- The ‘Beowulf’ Manuscript: Complete Texts and ‘The Fight at Finnsburg’
There are many translations of Beowulf currently available, but translations of the other texts within this manuscript are uncommon. Professor Fulk’s [End Page 262] book stands out because it contains the Nowell Codex in its entirety, with the original Old English text alongside a modern English translation. The extant works of the manuscript are all included, with readers now easily able to access the texts of The Passion of Saint Christopher, The Wonders of the East, The Letter of Alexander the Great to Aristotle, Judith, and the remnants of The Fight at Finnsburg. Naturally, as the largest and most famous section of the manuscript, Beowulf remains a focus of the book, but Fulk has also covered the religious poem Judith particularly well.

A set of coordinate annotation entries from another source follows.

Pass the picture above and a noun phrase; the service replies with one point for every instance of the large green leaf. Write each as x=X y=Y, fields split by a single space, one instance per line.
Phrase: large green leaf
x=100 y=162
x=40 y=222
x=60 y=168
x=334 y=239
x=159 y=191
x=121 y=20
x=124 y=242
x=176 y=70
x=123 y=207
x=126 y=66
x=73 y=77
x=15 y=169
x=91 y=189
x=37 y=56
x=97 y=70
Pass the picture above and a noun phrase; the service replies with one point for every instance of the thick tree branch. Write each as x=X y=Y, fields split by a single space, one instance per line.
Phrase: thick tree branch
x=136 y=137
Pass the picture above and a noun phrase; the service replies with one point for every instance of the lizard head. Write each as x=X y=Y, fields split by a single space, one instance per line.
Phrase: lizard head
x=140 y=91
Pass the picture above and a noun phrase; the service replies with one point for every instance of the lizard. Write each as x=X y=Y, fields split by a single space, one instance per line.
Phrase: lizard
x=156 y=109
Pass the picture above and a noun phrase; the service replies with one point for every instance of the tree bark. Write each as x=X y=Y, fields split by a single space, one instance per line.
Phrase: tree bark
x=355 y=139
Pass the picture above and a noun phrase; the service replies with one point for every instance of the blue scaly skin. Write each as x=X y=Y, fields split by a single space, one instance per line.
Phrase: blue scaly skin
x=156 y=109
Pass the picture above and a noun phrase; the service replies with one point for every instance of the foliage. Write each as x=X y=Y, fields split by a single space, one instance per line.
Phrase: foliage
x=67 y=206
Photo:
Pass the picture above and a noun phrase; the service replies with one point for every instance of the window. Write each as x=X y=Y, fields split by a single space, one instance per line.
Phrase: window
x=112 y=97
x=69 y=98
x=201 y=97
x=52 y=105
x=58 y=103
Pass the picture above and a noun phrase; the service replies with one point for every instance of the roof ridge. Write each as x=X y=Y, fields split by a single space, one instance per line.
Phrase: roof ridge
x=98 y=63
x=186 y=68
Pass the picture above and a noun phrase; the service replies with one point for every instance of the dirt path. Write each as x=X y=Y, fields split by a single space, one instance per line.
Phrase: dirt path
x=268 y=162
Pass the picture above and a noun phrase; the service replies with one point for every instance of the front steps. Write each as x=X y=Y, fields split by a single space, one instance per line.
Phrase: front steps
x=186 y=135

Fulk’s Introduction provides an excellent summary of the texts and describes the life of the manuscript. The reasoning behind the use of such a diverse collection of texts to form a single volume is a current topic of debate. While Fulk acknowledges the recent suggestion that the connection between the different texts may be their references to monsters, he does not delve into much detail. However, considering the main purpose of the book is to provide the texts rather than a discussion, this is not an issue. For those readers wanting to investigate the texts further, Fulk has provided a sound bibliography with relevant and recent research articles.
In addition, it was also useful to see that Fulk has included an index, something that has been lacking in some other recent translations of Beowulf. He has also included a listing of textual variants, which is useful for readers using the Old English texts who want to compare differences between this and other translations. The textual variants also alert the reader to those parts of the text that are too fragmented or faded to translate with any certainty, and where the reader has to rely on Fulk to determine the missing words and letters.
In the past, translations of Beowulf have generally catered solely for either a general or a scholarly readership. In this volume, Fulk caters for both. Anyone with an interest in Anglo-Saxon language, religion, history, or literature will find this volume both interesting and useful.